- Aberdeen Police patch
- Abbreviation: APD

Agency overview
- Formed: 1900; 126 years ago

Jurisdictional structure
- Operations jurisdiction: Maryland, USA
- General nature: Civilian police;

Operational structure
- Headquarters: Aberdeen, Maryland
- Agency executive: Henry G. Trabert, Chief Of Police;

= Aberdeen Police Department (Maryland) =

The Aberdeen Police Department (APD) is the primary police agency servicing a population of 14,130 within 6.4 mi2 of the municipality of Aberdeen, Maryland.

==History==
The Bailiff provided the police function for the Town. Apparently there had been some provision for law enforcement prior the incorporation of the Town because a jail, known as “The Dungeon” had been erected previously at the corner of Howard Street and Walnut Alley. It was a two cell affair constructed of stone; it stood to the rear of what became the Town Hall.

	The position of bailiff remained a fixture in the town through the late nineteenth century. The position was held by the following individuals: Charles Thompson, Frank Doyle, John Temple, Charlie Shears, John Bowman and Mack Bowman. The title of bailiff evolved into that of chief of police. In a photograph dated “about 1900” John Temple is identified as chief of police. Appointed in 1919, James B. “Ben” Ray became one of the longest-serving police chiefs in America, retiring in 1965. Ben was something of a character. In the 1950s and 1960s it was not uncommon to see him “walking his beat” in uniform Bermuda shorts, knee-high black socks and carrying a swagger stick.

	In 1936 the town erected a stone building at the corner of W. Bel Air Avenue and Philadelphia Boulevard (Rt. 40); its original purpose was to serve as a comfort station for travelers. Apparently the town fathers realized that the building was being under-utilized and moved the town offices and the police department there. The old jail was abandoned in 1948 when new cell and court space was made available in the rear of the firehouse located at W. Bel Air Avenue and Parke Street. The police department took over the remainder of that building when the fire department constructed a larger facility at Rogers and Franklin Streets in 1973.

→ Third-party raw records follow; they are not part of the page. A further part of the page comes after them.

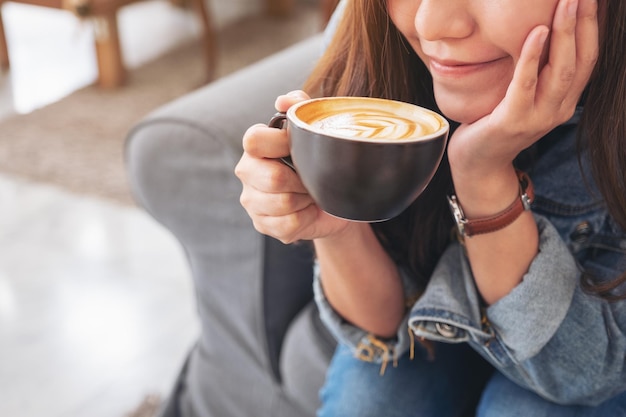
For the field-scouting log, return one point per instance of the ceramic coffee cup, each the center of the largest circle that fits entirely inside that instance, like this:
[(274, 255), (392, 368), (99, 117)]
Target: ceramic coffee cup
[(363, 159)]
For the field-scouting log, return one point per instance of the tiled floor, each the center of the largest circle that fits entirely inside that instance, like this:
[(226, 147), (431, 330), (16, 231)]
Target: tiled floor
[(90, 321)]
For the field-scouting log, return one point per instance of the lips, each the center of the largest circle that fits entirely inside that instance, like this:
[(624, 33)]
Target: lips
[(453, 68)]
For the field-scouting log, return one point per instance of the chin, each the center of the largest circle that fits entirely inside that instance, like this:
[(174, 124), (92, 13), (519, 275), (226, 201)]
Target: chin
[(462, 114), (464, 110)]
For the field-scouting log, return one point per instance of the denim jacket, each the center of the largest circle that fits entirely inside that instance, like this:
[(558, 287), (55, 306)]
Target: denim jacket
[(547, 334)]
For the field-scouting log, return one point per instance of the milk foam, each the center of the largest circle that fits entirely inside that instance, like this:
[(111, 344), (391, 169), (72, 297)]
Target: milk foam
[(373, 124)]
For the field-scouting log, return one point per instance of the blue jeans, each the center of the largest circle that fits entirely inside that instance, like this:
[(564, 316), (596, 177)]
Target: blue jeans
[(447, 386), (457, 383), (503, 398)]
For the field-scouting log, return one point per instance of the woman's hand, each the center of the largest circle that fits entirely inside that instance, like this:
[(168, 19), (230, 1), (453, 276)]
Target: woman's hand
[(539, 98), (541, 95), (273, 194)]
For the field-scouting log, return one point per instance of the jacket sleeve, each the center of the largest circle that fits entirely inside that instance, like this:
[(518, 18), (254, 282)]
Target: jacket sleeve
[(547, 334)]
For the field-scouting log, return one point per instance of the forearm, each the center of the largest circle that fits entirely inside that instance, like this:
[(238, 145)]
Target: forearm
[(360, 280), (498, 259)]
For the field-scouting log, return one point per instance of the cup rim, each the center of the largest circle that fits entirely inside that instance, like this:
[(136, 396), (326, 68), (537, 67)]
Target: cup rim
[(443, 130)]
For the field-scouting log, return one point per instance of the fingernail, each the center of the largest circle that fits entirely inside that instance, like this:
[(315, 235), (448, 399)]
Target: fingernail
[(543, 35), (295, 94), (572, 8)]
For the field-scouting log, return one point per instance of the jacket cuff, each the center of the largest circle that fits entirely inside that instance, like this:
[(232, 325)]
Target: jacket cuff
[(364, 345), (527, 317), (518, 325)]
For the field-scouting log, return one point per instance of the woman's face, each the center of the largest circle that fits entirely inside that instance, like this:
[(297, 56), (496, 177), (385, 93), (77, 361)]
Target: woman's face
[(470, 47)]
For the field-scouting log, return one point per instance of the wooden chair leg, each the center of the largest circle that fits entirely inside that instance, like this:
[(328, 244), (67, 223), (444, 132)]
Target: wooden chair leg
[(328, 7), (209, 37), (279, 8), (111, 72), (4, 50)]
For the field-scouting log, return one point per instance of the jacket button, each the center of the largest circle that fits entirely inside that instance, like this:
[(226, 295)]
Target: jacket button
[(582, 232), (445, 330)]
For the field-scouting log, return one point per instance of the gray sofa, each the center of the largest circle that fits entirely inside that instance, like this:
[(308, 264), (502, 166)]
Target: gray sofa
[(262, 349)]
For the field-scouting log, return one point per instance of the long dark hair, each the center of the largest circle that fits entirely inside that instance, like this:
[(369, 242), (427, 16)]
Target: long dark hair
[(370, 57)]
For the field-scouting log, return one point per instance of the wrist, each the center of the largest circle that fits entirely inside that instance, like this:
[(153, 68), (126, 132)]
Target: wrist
[(469, 226), (485, 193)]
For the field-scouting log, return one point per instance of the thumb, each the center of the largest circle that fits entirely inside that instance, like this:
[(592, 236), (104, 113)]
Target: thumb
[(287, 100)]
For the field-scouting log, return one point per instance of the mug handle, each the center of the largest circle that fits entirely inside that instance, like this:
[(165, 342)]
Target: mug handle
[(278, 121)]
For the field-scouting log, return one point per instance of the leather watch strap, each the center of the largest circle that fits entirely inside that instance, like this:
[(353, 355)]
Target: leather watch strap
[(471, 227)]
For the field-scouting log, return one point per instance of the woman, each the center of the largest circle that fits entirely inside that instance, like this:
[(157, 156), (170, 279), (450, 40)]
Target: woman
[(537, 89)]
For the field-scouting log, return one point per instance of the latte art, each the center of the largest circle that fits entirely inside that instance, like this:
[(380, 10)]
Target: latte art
[(372, 123)]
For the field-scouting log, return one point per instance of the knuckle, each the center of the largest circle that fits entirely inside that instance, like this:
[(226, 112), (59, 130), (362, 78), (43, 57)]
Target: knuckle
[(251, 139), (567, 74), (276, 178)]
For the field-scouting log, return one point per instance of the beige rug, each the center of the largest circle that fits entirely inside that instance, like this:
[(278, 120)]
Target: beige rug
[(77, 143)]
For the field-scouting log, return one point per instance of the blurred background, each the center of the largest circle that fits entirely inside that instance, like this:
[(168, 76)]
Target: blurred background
[(96, 307)]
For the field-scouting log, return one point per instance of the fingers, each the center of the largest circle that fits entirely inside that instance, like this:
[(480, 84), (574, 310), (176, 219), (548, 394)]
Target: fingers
[(573, 53), (261, 141), (268, 175), (553, 90), (285, 101), (521, 93)]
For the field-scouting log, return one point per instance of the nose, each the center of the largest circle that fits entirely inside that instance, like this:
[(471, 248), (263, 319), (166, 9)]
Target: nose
[(447, 19)]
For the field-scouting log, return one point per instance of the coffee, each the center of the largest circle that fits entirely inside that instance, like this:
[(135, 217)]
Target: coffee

Through the mid-twentieth century the police department grew as the town's population grew. During World War II the department numbered three; by 1967 the department numbered fifteen full-time officers and three part-time. The chief of police at that time was Chester Roberts. He was succeeded by William P. Krouse, a veteran of the department for over twenty-five years. The next chief was also a veteran officer, Arthur B. “Whitey” Elliott who served until August, 1981. By now the department had grown to thirty-eight officers. Retired Maryland State Police colonel Lemuel Porter took over and remained chief until 1989. He was followed by John R. “Jack” Jolley, a retired US Army major and former provost marshal on the Aberdeen Proving Grounds. During his term of office, Aberdeen went from being a town to becoming a city. Chief Jolley left the department in December, 1994 and was succeeded by Michael Zotos, a retired deputy commissioner from the Baltimore City Police Department. Chief Zotos retired four years later in 1999. Retired MSP captain Randy Rudy became chief of the department in February, 2000. During his tenure the department moved into new facilities located in the north wing of City Hall. In 2006 the department reached its largest authorized complement of 46 sworn officers, but, as a result of the Great Recession of 2008, budget cuts caused a reduction in force.

==Overview==
The department is currently authorized 43 officers. In October, 2010 Chief Rudy retired from the agency. Captain Henry G. Trabert was appointed Chief, the first officer to rise through the ranks to that position since Arthur Elliott in the 1970s. The Aberdeen Police Department is a full service police agency. It consists of a Patrol Division staffed by 24 patrolmen and overseen by a lieutenant. The Criminal Investigation Division has three full-time investigators and a crime scene technician; three additional detectives (including a K-9) are assigned to the Special Operations Unit and are responsible for street level narcotics and vice investigations. A fourth detective is assigned full-time to the Harford County Task Force, a county wide multi-jurisdictional unit investigating mid- and upper level drug trafficking organizations. CID is supervised by a lieutenant. The Administrative lieutenant is responsible for procurement, quartermaster inventory, fleet maintenance, records management, police communications and numerous other related activities. He supervises and is assisted by an administrative sergeant, who oversees two School Resource officers and crossing guards and a civilian clerical supervisor. The department also deploys a Special Weapons and Tactics Team, an Honor Guard and a Vehicle Accident Reconstruction Team. Under the Office of the Chief is a Deputy Chief, who is responsible for the day-today operations of the department and a civilian CALEA manager. Lieutenant Kirk L. Bane was promoted to captain and named the Deputy Chief of Police in July, 2014. And to think, it all started with a Town Bailiff.